Из рассказа Ахико Тецуро:

«В 1954 году меня амнистировали. Когда был суд, вызывали по 7-8 человек. Мою фамилию назвали первой, потому что начинается с буквы «А» - Ахико. Когда начальник прочитал мою фамилию, я от радости ничего не слышал. Все хлопали, говорили, что домой пойду, больше я ничего не понял, только потом услышал: «Иди домой»! А куда домой? Япония далеко. За ворота вышел в старой телогрейке, рваные брюки, босиком. Куда идти? Денег нет, документов тоже нет. Одна справка об освобождении.

Пока тепло было, спал на улице. Кушал в шахтерской столовой то, что оставалось в тарелках. Хлеб брал с собой. Работники кухни добрые были – не прогоняли. Тяжело было: ни работы, ни денег. Кто я? Куда деваться? Так ходил я три месяца. Спал на улице, ел остатки в столовой. Шахтёры меня пожалели, устроили на работу в Саранское стройуправление разгружать цемент. Потом прораб Саранского управления взял меня рабочим на стройку. Вместе с другими строителями строил Тентек (Шахан), Актас. Дворец Культуры видели? Тоже я строил.

Через два года я узнал, что японских военнопленных отправляют домой. Я пошёл в лагерь. Спросил у начальника: «Почему моей фамилии нет в списках японцев, которых отправляют домой на родину?» Мне сказали: «Ты не воевал против СССР, ты не солдат. Иди…». Тогда я написал письмо в японское посольство в Москву. Ответа не получил. Написал ещё, но опять не дождался ответа. Очень обидно и тяжело стало: теперь я совсем остался один в незнакомой, чужой стране».

Выйдя за ворота лагеря, Тецуро в третий раз остался один. Впервые чувство одиночество он испытал ещё на Южном Сахалине у заколоченных крест-накрест дверей. После Петропавловской тюрьмы арестованных курсантов училища разъединили, и Ахико Тецуро во второй раз остался один. Последнее одиночество стало для него самым  горьким и безысходным: он остался совсем один, уже без соотечественников, чужой в чужой стране, хотя и на свободе.
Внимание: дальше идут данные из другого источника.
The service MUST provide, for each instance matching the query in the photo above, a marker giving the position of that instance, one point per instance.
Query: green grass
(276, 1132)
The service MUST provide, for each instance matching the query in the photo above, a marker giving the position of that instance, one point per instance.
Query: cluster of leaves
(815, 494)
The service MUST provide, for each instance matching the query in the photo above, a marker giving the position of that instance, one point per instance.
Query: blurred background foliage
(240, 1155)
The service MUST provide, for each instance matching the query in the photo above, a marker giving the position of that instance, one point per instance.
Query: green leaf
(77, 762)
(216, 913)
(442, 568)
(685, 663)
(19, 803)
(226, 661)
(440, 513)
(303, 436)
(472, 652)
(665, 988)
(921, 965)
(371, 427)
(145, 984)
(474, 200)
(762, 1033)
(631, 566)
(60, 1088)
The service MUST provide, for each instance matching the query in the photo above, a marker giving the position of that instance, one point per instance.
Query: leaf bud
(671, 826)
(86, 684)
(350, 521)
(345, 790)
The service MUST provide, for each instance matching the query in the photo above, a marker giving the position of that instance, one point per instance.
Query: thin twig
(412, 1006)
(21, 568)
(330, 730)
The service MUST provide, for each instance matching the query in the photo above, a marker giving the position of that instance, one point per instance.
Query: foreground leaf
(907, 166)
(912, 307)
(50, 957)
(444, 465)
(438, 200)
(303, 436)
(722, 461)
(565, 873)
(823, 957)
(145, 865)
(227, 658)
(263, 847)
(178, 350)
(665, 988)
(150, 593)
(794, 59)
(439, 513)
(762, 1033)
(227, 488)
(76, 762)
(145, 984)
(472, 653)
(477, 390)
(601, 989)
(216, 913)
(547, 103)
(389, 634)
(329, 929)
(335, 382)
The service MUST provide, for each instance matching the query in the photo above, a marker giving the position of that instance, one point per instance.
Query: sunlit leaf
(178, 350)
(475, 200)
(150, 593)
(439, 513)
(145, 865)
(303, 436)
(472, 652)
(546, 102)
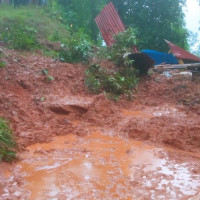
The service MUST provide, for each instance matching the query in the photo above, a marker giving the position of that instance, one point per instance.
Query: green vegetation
(124, 43)
(77, 49)
(2, 64)
(7, 143)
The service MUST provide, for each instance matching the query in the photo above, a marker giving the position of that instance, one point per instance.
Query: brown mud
(74, 145)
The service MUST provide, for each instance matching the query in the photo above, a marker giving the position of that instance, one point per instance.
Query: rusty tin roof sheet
(109, 23)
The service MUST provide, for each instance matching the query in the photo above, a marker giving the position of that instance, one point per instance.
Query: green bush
(7, 143)
(77, 49)
(113, 83)
(18, 35)
(2, 64)
(124, 43)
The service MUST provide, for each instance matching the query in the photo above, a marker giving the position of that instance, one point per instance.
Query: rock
(69, 105)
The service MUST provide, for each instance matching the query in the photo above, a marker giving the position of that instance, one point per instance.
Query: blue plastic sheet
(160, 57)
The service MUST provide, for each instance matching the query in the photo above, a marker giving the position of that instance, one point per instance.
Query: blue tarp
(160, 57)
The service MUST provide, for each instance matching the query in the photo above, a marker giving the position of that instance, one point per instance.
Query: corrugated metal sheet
(109, 23)
(181, 53)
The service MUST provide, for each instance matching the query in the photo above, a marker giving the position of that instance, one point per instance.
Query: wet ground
(99, 166)
(74, 145)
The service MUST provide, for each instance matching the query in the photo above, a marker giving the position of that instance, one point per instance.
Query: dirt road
(74, 145)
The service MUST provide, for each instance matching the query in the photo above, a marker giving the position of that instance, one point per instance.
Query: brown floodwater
(99, 166)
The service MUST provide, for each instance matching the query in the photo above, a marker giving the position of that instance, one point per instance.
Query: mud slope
(74, 145)
(165, 111)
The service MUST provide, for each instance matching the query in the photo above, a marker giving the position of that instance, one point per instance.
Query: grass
(7, 142)
(47, 28)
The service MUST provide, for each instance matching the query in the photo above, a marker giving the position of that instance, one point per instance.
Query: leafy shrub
(113, 83)
(76, 49)
(124, 43)
(2, 64)
(18, 35)
(7, 143)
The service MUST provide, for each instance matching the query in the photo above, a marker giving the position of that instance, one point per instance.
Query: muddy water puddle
(98, 166)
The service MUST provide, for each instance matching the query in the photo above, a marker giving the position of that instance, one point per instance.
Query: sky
(192, 18)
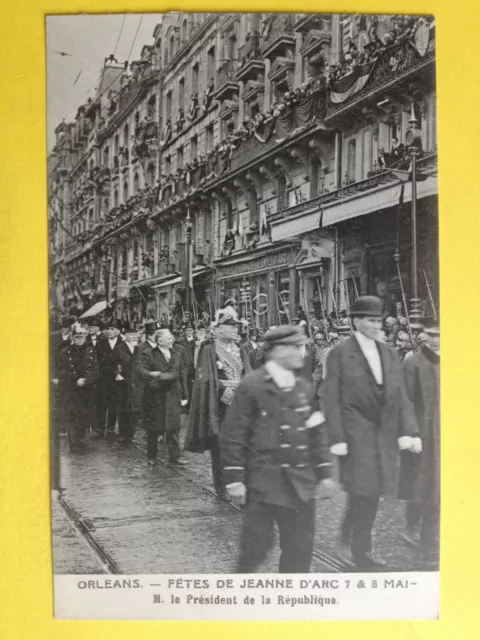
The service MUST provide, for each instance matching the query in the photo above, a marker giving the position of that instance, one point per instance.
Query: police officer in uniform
(275, 452)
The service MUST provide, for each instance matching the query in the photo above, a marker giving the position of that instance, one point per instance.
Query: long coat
(368, 419)
(138, 385)
(161, 407)
(78, 402)
(274, 442)
(420, 473)
(206, 411)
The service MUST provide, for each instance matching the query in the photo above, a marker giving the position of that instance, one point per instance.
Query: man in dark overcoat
(110, 403)
(367, 416)
(420, 466)
(165, 392)
(221, 364)
(77, 372)
(188, 344)
(275, 451)
(138, 385)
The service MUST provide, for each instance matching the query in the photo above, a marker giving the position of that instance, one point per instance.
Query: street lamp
(413, 140)
(188, 232)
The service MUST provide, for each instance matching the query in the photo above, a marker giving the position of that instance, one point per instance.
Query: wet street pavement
(119, 515)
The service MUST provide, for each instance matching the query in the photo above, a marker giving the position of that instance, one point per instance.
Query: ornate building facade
(278, 139)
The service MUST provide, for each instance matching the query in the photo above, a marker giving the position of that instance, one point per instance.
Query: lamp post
(413, 139)
(188, 232)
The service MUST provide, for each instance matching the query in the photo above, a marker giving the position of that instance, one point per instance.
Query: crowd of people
(275, 410)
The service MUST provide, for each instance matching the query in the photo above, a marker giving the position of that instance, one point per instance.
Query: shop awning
(177, 279)
(97, 308)
(352, 207)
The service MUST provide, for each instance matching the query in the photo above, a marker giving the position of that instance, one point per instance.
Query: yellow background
(26, 597)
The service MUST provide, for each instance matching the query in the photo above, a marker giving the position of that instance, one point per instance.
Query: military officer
(275, 452)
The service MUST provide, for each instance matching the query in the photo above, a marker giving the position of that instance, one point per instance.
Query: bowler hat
(285, 334)
(370, 306)
(151, 326)
(344, 329)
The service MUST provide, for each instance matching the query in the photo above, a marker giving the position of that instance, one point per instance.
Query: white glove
(416, 445)
(339, 449)
(237, 493)
(405, 443)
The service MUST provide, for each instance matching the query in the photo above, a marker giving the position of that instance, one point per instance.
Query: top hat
(367, 306)
(285, 334)
(227, 316)
(113, 322)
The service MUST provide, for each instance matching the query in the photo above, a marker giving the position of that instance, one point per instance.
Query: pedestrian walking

После подписания советско-японской декларации из Спасского лагеря № 99 началась репатриация оставшихся японских военнопленных и интернированных, о чем рассказывал Ахико Тецуро. В 1956 году из Караганды уехали все японцы, выжившие к тому времени. По документам архива МВД на карагандинской земле не осталось ни одного японца. Ахико не значился ни в одном из этих списков. Ведь он так и не стал солдатом. 

Ещё два года Ахико Тецуро пытался найти дорогу к дому, где его продолжали ждать родители, братья и сестры. Его письма в японское посольство остались без ответа.
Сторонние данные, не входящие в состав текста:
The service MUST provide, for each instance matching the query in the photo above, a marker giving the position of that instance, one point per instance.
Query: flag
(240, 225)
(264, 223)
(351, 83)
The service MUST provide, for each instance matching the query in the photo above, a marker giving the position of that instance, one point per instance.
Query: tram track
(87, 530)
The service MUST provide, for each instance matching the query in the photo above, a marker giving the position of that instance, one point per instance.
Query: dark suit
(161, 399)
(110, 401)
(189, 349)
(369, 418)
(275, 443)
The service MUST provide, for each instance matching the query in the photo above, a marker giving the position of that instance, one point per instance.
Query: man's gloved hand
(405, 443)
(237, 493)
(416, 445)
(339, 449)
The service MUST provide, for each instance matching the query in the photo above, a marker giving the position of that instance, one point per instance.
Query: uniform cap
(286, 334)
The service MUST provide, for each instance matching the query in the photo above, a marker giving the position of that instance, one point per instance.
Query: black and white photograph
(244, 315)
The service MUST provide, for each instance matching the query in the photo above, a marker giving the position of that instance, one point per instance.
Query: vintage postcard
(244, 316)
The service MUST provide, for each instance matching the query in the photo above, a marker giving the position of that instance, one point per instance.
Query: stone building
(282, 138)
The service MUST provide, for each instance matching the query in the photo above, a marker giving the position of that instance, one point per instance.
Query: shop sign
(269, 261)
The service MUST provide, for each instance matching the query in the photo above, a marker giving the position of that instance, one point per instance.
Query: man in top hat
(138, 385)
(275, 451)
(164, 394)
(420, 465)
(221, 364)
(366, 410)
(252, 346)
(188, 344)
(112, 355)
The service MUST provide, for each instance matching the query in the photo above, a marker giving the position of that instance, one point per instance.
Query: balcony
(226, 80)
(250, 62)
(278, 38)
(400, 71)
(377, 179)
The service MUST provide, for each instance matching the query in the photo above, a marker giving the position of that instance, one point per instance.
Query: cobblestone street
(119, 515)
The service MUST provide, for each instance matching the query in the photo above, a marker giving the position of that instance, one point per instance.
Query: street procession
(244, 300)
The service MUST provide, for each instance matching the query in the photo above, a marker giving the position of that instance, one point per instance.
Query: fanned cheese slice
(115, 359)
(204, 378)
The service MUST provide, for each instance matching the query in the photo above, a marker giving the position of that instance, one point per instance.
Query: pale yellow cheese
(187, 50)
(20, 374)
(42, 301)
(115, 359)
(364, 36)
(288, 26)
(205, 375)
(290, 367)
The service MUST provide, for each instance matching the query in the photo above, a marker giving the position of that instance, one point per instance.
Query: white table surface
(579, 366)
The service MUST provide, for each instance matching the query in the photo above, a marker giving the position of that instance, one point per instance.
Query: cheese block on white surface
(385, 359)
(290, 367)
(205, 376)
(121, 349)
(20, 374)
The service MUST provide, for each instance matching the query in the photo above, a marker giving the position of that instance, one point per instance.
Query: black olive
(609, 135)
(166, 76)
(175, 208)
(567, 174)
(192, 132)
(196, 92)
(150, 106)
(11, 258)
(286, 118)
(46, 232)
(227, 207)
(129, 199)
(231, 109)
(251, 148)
Почему? В «Большой Советской Энциклопедии», в статье «Япония» приводятся данные о том, что с октября 1954 года по февраль 1957 года в Японии сменилось четыре премьер-министра. Можно предположить, что на фоне внутриполитических разногласий в стране японскому посольству в Москве было не до писем Ахико Тецуро из посёлка Актас Карагандинской области.

***

Не получив ответа, он смирился, как тысячи граждан других стран, отлученных от родины. Разлукой мучаясь, с трудом привыкал к иной жизни, довольствовался малым.

Так началась новая жизнь Ахико Тецуро: без гражданства, под красным флагом СССР, на свободе.
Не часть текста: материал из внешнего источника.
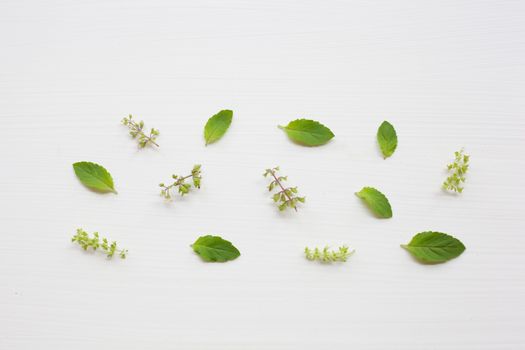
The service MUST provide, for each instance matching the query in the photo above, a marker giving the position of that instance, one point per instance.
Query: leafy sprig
(328, 256)
(287, 196)
(110, 249)
(458, 170)
(180, 183)
(136, 129)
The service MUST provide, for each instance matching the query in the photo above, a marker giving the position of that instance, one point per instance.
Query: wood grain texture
(446, 74)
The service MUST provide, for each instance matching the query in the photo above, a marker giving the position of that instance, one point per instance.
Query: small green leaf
(387, 139)
(217, 125)
(308, 132)
(94, 176)
(376, 201)
(434, 247)
(215, 249)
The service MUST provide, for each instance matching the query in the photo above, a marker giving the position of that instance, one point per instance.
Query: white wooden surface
(447, 74)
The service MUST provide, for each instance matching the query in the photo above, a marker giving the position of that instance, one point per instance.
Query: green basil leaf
(215, 249)
(217, 125)
(308, 132)
(387, 139)
(376, 201)
(434, 247)
(94, 176)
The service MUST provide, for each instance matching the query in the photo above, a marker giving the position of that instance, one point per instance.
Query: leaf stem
(282, 188)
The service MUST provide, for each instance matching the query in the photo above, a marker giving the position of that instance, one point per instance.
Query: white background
(447, 74)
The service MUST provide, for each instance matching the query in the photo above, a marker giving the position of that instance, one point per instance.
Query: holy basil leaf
(387, 139)
(215, 249)
(94, 176)
(217, 125)
(376, 201)
(434, 247)
(308, 132)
Бывший узник КарЛАГа, досрочно освобожденный в 1954 году (ввиду несовершеннолетия – 17 лет ему было при аресте), в оборванной телогрейке, потрёпанных штанах, босой, со справкой в руке, он три месяца был «никем»: не было ни жилья, ни документов, ни средств к существованию, ни родных, ни знакомых. Один, совершенно чужой в чужой стране.

Из рассказа Ахико Тецуро:  «Я совсем измучился от обиды, унижения. В 1954 году мне исполнилось 24 года. Мог сам зарабатывать, а не бегать в столовую подбирать остатки еды в тарелках. Спасибо, шахтёры пожалели, устроили грузчиком. Два года работал, сам зарабатывал, на еду хватало. Потом дали угол в бараке по улице Привольной. Теперь я – человек. Немного легче стало. Но невесело было, всё ждал ответа из Москвы. Думал о своих родных. Встречусь когда-нибудь с ними? Когда ходил на работу, там немного забывал о своём горе. Люди в СССР хорошие, добрые, весёлые. Наверное, простые люди везде одинаковые. Сами небогатые, но делятся последним, помогают. Русский язык трудный, но я стал его немного понимать, выучил некоторые слова.

В начале 1958 года на разгрузке вагонов я встретил Катю Крауз. Очень хорошая женщина, добрая. Познакомились. Она, немка, была выслана в Караганду, когда ей было 10 лет. Стали жить вместе.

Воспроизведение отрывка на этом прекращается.